STBA: Towards Evaluating the Robustness of DNNs for Query-Limited Black-box Scenario

Renyang Liu,Kwok-Yan Lam,Wei Zhou,Sixing Wu,Jun Zhao,Dongting Hu,Mingming Gong
2024-10-23
Abstract:Many attack techniques have been proposed to explore the vulnerability of DNNs and further help to improve their robustness. Despite the significant progress made recently, existing black-box attack methods still suffer from unsatisfactory performance due to the vast number of queries needed to optimize desired perturbations. Besides, the other critical challenge is that adversarial examples built in a noise-adding manner are abnormal and struggle to successfully attack robust models, whose robustness is enhanced by adversarial training against small perturbations. There is no doubt that these two issues mentioned above will significantly increase the risk of exposure and result in a failure to dig deeply into the vulnerability of DNNs. Hence, it is necessary to evaluate DNNs' fragility sufficiently under query-limited settings in a non-additional way. In this paper, we propose the Spatial Transform Black-box Attack (STBA), a novel framework to craft formidable adversarial examples in the query-limited scenario. Specifically, STBA introduces a flow field to the high-frequency part of clean images to generate adversarial examples and adopts the following two processes to enhance their naturalness and significantly improve the query efficiency: a) we apply an estimated flow field to the high-frequency part of clean images to generate adversarial examples instead of introducing external noise to the benign image, and b) we leverage an efficient gradient estimation method based on a batch of samples to optimize such an ideal flow field under query-limited settings. Compared to existing score-based black-box baselines, extensive experiments indicated that STBA could effectively improve the imperceptibility of the adversarial examples and remarkably boost the attack success rate under query-limited settings.

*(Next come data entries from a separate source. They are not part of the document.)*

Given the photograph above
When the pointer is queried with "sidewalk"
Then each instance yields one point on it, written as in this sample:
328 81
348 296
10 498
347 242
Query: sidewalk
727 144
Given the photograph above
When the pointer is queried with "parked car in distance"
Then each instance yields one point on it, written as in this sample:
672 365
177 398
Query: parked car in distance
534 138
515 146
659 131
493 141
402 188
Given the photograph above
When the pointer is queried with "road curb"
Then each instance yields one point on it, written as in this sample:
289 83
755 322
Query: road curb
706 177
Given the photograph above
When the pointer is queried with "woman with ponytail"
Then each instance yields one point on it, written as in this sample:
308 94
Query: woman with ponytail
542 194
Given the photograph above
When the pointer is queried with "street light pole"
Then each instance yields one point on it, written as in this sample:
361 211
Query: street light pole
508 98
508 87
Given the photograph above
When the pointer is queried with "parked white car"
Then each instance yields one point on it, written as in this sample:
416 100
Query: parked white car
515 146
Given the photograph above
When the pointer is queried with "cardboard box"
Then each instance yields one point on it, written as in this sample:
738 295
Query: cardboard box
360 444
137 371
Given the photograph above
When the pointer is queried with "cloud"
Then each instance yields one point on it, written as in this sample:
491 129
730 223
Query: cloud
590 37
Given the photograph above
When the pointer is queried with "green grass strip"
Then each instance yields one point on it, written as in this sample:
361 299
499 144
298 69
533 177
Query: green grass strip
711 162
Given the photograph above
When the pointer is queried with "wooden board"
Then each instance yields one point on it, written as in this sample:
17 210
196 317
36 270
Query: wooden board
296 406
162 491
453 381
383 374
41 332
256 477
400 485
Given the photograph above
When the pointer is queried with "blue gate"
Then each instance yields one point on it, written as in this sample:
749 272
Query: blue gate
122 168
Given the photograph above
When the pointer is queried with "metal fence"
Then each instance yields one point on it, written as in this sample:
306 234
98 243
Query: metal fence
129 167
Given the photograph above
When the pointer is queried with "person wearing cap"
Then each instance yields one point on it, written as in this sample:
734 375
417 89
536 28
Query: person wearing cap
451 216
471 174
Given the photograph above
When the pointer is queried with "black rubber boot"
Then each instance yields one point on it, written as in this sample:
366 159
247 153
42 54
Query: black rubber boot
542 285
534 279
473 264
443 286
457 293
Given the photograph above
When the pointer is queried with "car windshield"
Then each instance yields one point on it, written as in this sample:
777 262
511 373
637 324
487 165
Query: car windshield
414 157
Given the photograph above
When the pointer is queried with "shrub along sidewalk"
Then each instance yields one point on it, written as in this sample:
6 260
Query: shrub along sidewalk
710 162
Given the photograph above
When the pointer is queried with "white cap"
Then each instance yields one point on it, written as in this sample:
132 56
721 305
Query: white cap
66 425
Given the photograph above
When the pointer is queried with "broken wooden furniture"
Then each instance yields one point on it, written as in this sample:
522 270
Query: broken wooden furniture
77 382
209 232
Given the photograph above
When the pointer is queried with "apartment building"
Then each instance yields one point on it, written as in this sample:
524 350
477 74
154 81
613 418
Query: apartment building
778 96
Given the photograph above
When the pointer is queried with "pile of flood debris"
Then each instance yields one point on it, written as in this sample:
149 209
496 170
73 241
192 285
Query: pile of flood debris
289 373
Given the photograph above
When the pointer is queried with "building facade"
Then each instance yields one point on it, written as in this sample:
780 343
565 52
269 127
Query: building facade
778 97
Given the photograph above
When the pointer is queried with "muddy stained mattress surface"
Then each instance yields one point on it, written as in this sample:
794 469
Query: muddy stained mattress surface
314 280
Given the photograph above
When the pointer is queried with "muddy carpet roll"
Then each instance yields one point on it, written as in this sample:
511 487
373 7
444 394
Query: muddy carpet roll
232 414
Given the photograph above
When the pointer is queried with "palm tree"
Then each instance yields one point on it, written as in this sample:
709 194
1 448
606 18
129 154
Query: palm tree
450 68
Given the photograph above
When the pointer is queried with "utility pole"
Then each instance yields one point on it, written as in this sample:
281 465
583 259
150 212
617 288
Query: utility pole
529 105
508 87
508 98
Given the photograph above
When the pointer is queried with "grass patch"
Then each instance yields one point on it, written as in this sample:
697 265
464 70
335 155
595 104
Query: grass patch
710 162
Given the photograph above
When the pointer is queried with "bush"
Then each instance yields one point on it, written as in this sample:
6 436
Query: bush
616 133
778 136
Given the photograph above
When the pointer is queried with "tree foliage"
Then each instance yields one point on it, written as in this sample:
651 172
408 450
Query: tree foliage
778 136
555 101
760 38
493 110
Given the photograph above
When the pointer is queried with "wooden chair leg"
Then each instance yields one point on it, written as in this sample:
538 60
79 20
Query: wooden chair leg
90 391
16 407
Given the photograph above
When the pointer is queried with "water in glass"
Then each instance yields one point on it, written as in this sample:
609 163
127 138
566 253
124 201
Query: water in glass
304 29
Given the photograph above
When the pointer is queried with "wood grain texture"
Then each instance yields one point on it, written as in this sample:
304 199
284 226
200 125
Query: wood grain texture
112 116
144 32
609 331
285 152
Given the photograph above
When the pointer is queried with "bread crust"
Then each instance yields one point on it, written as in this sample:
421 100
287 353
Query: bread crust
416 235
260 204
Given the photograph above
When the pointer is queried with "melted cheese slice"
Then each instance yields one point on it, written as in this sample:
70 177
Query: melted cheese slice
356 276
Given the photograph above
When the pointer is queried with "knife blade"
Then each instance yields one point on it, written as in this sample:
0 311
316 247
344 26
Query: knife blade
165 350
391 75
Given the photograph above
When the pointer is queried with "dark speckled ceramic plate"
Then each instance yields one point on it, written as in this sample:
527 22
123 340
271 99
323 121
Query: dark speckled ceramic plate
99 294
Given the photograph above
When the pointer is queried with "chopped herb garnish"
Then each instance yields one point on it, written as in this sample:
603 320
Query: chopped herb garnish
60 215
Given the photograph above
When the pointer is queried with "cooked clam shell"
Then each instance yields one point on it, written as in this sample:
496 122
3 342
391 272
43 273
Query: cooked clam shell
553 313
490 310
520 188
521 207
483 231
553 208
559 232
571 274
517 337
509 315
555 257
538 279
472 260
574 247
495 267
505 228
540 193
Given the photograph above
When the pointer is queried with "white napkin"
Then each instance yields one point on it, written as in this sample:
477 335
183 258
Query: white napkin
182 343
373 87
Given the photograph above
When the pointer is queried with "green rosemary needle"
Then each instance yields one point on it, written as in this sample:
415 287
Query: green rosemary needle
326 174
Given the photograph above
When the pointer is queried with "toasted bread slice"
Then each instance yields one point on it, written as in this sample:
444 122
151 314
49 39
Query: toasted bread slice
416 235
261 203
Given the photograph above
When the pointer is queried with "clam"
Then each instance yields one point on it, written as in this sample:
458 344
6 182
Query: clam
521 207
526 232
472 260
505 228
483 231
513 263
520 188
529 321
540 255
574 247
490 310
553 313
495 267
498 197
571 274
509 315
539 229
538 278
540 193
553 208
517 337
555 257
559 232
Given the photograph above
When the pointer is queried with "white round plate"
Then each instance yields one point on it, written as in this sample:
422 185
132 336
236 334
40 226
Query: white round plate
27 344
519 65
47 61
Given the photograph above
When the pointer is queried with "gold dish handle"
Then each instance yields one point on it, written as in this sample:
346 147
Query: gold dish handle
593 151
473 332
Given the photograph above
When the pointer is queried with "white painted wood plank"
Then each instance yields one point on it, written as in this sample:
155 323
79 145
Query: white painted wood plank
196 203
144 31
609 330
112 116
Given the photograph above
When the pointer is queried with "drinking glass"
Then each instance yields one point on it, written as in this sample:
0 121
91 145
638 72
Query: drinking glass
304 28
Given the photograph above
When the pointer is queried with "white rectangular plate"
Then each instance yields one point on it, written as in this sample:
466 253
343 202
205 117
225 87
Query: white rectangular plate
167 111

Computer Vision and Pattern Recognition,Image and Video Processing
What problem does this paper attempt to address?
The problem that this paper attempts to solve is to evaluate the robustness of deep neural networks (DNNs) in the query - limited black - box scenario. Specifically, there are two main problems in the existing black - box attack methods when generating adversarial samples: 1. **Low query efficiency**: Most of the existing black - box attack methods require a large number of query times to optimize adversarial samples, which not only increases the computational burden but also is easily detected by defenders. 2. **Poor naturality of adversarial samples**: Adversarial samples generated by adding noise are often unnatural and difficult to successfully attack robust models trained with adversarial training. To solve these problems, the paper proposes a new black - box attack framework - Spatial Transform Black - box Attack (STBA). The main contributions of STBA include: - **Introducing spatial transformation techniques**: STBA uses spatial transformation techniques instead of directly adding noise to generate adversarial samples, thereby improving the stealth and naturality of adversarial samples. - **Processing of high - frequency parts**: STBA decomposes the image into high - frequency and low - frequency parts and applies the estimated flow field only to the high - frequency part to generate more natural adversarial samples. - **Efficient gradient estimation method**: STBA utilizes an efficient gradient estimation method to optimize the flow field in the query - limited situation, thereby significantly improving the attack success rate and query efficiency. Through these methods, STBA can generate high - quality adversarial samples within a limited number of query times and has achieved a high attack success rate on multiple datasets.